《东方》杂志编辑,出了一个极好题目,请各作家叙述他对于未来中国的梦,及个人生活的梦。各种答案,已经在该杂志的新年增刊号发表了。我个人的梦,因投稿时匆促,未经写上。我想个人的梦,时时不同。孔子所谓君子三戒,实指少年人想打架,壮年人想女人,老年人想袁头,便是显见个人的梦变更的历程。在这埋头编辑应接不暇之际,个人忽得一感觉,虽然来得兀突,也可以算是目前个人的梦罢。

  我愿意找到一位替代编辑的人,使我得一个月的顽闲,度一个月顽闲的生活。我登时可以放下笔来,睡四十八小时的大觉。袁世凯、蒋介石来也不见。
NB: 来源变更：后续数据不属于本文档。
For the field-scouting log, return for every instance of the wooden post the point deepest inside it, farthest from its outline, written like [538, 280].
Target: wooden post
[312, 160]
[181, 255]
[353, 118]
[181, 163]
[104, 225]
  醒来之后,世界电话断绝,邮局封闭,司机罢工;我个人门外贴一张“某人外出”字条,自己换上便服,带一渔竿,携一本《醒世姻缘》,一本《七侠五义》,一本《海上花》,此外行杖一枝,雪茄五盒,到一世外桃源,暂作葛天遗民,“领现在可行之乐,补生平未读之书”。我知道道学先生必说我反革命。而孔二先生却将点头微笑曰:“吾与语也”。